Об этом романе - "Поэма Горы" и "Поэма Кон­ца". Близкий приятель Эфрона, Родзевич был ошеломлен, как позже признавался, напором нежности и страсти, которому не мог соответ­ствовать. Цветаева, впрочем, в соответствии не нуждалась, она все выстраивала сама: "В людях я загораюсь и от шестого сорта". Но дело не в разряде Родзевича, человека незаурядного, что он доказал сперва в Добровольческой армии, а потом в отрядах республиканцев в Испании, не лишенного и литературных способностей. Дело в электрическом разряде цветаевского эмоцио­нального состояния, том лирическом атмосфер­ном явлении, которое породило две выдающие­ся поэмы.

Родзевич жил в Хухле, южном пригороде Пра­ги, более всего известном своим ипподромом. Когда едешь в цветаевские сельские места, Хухле остается справа. Дальше - долина Бероунки, притока Влтавы. Там красиво и умиротворенно - соразмерно человеку. Понятно, что означают сло­ва в письме с побережья Средиземного моря: "Мне вовсе не нужно такой красоты, столькой кра­соты: море, горы, мирт, цветущая мимоза и т. д. С меня достаточно - одного дерева в окне, или моего вшенорского верескового холма".

Холм на месте, вереск тоже. У подножья на лугу в высокой зеленой траве пасутся серые ло­шади. Крутая дорога ведет наверх к желто-беже­вой маленькой церкви. "Крохотная горная дере­венька... Две лавки... Костел с кладбищем... В каждом домике непременно светящееся окно в ночи: русский студент!" Кладбище - полузабро­шенное, совершенно киношное по уюту, благоле­пию, неброской живописности. Одна могила - русская: Вилемина Артемович умерла, когда здесь жила Цветаева, наверное, были знакомы. Последняя буква в фамилии выбита на кресте как "у".

Одно из цветаевских жилищ, кратковремен­ное, прямо под горкой, видно от кладбищенской ограды. Другое, где прошли несколько месяцев, немного дальше. От вшенорской церкви полого и криво вверх идет улица под названием "В халоупках", дом тоже 51-й, как на Шведской в Смихове. Во дворе - черешня, абрикос, розы. Дом ка­менный, добротный - как всё в этих селах, которые легче называть городками, иначе не те ассоциации. Дело не в прошедших десятилети­ях: самые солидные и нарядные дома стоят с на­чала XX века.
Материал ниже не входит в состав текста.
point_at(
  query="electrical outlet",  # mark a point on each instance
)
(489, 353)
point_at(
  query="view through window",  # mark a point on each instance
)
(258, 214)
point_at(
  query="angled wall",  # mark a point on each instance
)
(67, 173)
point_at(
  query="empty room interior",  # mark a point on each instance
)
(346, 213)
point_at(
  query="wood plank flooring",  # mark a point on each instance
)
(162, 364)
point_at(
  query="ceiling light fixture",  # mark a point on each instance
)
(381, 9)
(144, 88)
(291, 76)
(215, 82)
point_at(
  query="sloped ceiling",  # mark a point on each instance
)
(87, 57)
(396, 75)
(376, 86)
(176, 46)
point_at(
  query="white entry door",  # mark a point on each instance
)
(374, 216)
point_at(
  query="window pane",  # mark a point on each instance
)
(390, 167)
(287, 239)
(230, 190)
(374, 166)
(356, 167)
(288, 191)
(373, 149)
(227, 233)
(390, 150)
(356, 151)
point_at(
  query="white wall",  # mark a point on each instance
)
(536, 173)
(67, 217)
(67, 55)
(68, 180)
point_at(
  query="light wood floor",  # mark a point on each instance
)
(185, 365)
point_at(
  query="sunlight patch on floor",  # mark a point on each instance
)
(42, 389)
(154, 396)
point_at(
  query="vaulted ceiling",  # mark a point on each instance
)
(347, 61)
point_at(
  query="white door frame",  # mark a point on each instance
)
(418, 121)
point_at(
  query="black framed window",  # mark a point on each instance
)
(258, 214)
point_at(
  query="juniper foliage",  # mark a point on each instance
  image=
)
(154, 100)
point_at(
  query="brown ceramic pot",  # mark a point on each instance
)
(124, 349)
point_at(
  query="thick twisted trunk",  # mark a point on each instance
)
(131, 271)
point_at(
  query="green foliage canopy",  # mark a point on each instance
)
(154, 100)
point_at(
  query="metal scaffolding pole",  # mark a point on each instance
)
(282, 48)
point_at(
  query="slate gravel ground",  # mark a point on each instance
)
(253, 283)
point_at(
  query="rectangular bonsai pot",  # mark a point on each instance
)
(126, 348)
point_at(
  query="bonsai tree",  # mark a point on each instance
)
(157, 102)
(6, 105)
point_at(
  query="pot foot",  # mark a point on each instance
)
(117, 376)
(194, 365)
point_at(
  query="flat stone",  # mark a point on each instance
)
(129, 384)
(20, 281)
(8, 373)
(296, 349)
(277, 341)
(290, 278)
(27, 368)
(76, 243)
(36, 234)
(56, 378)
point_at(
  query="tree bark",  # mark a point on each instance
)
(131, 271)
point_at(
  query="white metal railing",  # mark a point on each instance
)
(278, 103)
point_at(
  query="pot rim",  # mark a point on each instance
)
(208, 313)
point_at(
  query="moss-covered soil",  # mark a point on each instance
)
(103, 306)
Позже Цветаева очень хотела еще раз при­ехать в Прагу, чтобы рассмотреть ее наконец. Она, по собственным словам, не была "ни в од­ном музее, ни на одном концерте". Благодаря Слониму, бывала только в пражских кафе, чаще других в поныне существующей "Славии" напро­тив Народного театра. Но свои края знала отлич­но - у нее за недолгие годы было несколько сель­ских адресов на расстоянии пешего хода друг от друга: Вшеноры, Горни Мокропсы, Дольни Мокропсы, Йиловиште. Эти места и стояли на пер­вом месте: "Самый счастливый период моей жиз­ни - это... Мокропсы и Вшеноры, и еще - та моя родная гора".

Неутомимый ходок, Цветаева прошагала все окрестные холмы и долины. За день до родов прошла пешком до замка Карлштейн и обратно.
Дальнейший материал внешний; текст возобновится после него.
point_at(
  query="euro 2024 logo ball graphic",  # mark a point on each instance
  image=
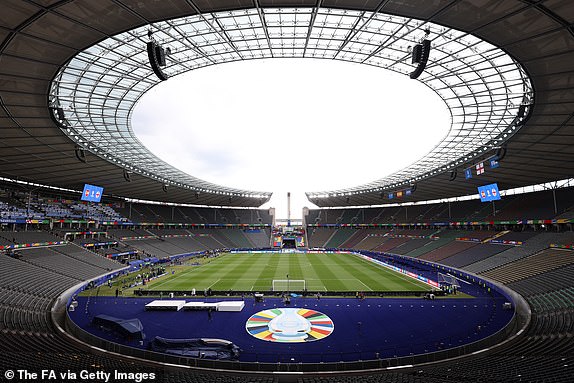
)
(289, 325)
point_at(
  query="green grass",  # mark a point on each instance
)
(255, 272)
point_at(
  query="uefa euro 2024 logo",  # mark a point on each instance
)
(289, 325)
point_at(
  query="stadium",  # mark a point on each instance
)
(117, 266)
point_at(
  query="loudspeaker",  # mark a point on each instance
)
(80, 154)
(425, 51)
(156, 55)
(417, 54)
(127, 176)
(453, 175)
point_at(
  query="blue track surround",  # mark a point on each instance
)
(368, 329)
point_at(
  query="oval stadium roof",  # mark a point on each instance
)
(510, 85)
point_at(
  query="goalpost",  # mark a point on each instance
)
(447, 280)
(289, 285)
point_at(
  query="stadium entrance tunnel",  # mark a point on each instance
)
(311, 333)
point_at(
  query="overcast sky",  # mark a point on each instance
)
(293, 125)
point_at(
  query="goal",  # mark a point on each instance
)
(289, 285)
(447, 280)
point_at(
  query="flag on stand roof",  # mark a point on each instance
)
(494, 163)
(479, 168)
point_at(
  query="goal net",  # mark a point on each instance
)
(289, 285)
(447, 280)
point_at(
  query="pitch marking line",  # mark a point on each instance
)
(214, 283)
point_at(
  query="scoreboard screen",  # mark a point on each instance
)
(92, 193)
(488, 193)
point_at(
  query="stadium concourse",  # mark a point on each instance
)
(71, 72)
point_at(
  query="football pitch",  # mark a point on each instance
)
(256, 272)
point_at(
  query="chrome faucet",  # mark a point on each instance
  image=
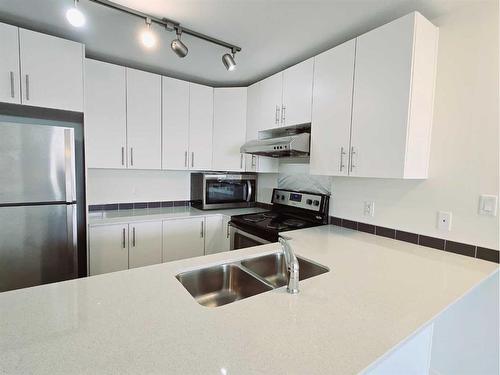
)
(292, 265)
Вот еще счастливое в Чехии - рождение Мура в 25-м. И появился он на свет, словно в созвездии удачи. Родился во Вшенорах возле виллы Боженка, где у писателя Чирикова собирался цвет эмиг­рации, принимал роды И.А.Альтшуллер, отец которого лечил Толстого и Чехова, крестным был Алексей Ремизов, обряд крещения вел о.Сергий Булгаков. Очень скоро Мур отодвинул всех в жиз­ни Цветаевой: не за мужем и дочерью она уехала в СССР, а вместе с сыном. В сентябре 41-го Мур известил приятеля: "Я пишу тебе, чтобы сооб­щить, что моя мать покончила с собой - повеси­лась - 31-го августа. Я не собираюсь распростра­няться об этом: что сделано - то сделано. Скажу только, что она была права, что так поступила, и что у нее были достаточные основания для само­убийства: это было лучшее решение, и я ее цели­ком и полностью оправдываю". Дочь Ариадна пишет: "Они действительно поссорились по-французски накануне смерти мамы (хозяйка дома говорила, что по-еврейски!)". Жизнь всегда работает на снижение, на то и жизнь.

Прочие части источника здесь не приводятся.